Shooting everything in your way is as easy as pulling the triggers on your Move controllers, but the movement system hampers the experience due to artificial constraints. Half the combat has the on-rails feel of an old arcade game, because you don’t have free movement. The other half is going to specific points in the environment by looking in that direction and pressing a button. These preset locations often offer cover, but don’t let you go backward to previous spots for a better vantage point, sometimes leaving your flank exposed. Speaking of cover, enemies don’t always make the best use of it, and combat feels like you’re on a moving walkway flanked by target-practice dummies.
I like the way Blood & Truth uses VR in a few novel ways, like reloading by touching the bandolier on my chest to get a new magazine, and then bringing my hands together to slide it in. Likewise, the first couple of times rerouting a fuse to open a secure door, climbing a building scaffold, or even commanding a pair of DJ turntables are mildly amusing, but these are relatively minor tasks that don’t sustain interest in VR any more than they would in real life.

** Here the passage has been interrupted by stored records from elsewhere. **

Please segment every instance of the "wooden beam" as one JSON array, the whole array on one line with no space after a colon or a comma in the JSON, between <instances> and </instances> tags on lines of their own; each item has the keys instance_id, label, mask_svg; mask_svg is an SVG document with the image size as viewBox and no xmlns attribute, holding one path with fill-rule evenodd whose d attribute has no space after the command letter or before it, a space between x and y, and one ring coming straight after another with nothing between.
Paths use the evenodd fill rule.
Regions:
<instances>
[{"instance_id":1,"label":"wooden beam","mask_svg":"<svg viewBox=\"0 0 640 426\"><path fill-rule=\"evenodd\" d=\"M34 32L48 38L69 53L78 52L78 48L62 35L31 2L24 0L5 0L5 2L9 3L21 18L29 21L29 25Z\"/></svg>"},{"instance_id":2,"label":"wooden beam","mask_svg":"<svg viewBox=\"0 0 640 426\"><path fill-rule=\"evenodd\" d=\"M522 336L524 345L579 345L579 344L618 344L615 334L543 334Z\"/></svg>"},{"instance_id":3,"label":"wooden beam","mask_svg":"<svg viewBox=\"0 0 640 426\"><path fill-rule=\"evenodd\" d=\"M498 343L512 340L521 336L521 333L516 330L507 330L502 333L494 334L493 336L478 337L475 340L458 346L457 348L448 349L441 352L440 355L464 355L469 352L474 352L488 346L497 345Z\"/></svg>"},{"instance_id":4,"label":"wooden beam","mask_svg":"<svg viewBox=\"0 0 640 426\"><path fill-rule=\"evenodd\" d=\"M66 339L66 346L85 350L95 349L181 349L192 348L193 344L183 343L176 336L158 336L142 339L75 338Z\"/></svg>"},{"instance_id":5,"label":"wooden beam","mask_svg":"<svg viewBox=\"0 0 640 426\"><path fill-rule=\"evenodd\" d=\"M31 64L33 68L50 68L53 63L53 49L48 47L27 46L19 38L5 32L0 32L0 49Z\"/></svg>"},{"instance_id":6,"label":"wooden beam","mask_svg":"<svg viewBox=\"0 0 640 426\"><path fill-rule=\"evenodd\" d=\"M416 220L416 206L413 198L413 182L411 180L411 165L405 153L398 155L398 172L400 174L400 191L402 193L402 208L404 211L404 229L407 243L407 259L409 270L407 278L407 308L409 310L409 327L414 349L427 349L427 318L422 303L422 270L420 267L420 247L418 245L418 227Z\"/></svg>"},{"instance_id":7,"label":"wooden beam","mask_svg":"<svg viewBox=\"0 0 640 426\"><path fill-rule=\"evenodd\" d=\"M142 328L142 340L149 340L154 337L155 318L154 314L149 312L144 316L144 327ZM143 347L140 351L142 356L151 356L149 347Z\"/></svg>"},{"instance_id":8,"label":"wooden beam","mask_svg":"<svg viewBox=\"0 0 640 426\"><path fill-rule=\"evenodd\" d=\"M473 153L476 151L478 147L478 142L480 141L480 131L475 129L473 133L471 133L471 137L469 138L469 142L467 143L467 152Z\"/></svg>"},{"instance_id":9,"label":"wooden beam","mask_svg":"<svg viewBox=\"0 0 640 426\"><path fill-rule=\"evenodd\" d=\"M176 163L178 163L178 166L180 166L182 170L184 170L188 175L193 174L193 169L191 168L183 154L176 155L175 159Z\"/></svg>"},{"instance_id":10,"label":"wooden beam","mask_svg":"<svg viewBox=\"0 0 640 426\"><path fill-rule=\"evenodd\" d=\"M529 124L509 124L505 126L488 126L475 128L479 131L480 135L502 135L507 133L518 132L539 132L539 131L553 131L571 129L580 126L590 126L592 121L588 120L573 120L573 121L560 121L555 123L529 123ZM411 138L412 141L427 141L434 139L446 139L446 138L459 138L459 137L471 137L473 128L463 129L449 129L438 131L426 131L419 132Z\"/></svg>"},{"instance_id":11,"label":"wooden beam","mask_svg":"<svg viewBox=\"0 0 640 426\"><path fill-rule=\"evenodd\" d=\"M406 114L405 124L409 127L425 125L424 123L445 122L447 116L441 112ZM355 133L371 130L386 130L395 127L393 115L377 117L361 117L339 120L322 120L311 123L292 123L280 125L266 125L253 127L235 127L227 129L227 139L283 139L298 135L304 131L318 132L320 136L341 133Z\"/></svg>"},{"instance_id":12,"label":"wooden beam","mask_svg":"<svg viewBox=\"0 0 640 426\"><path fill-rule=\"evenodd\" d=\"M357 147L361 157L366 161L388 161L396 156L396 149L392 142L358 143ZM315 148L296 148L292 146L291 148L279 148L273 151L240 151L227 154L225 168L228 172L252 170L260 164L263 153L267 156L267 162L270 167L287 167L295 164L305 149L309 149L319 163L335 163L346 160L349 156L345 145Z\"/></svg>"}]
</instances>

Reloading gestures sometimes not registering in the heat of battle, the movement limitations, and bullet/aiming detection not functioning properly at times stress the already simple point-and-shoot gameplay, leaving even less to enjoy.
The title’s most consistent strength is not its gun gameplay, but its voice-acting. The characters aren’t revelatory, but the performances at least (in most cases) give the game something dependable. This is particularly important since even though Blood & Truth is predominantly a carnival shooter, you spend a decent amount of time watching the story unfold. Still, while there are plenty of swear words and tough-guy attitudes, the plain gunplay does not pair up with the tale of rival gangs to amount to a fully realized world. Instead, it’s like watching a series of cutscenes leading you to the next action setpiece.
Blood & Truth has some of the elements of the breezy English gangster flicks we’ve effortlessly enjoyed on the silver screen, but it lacks enough style and substance to make the formula work.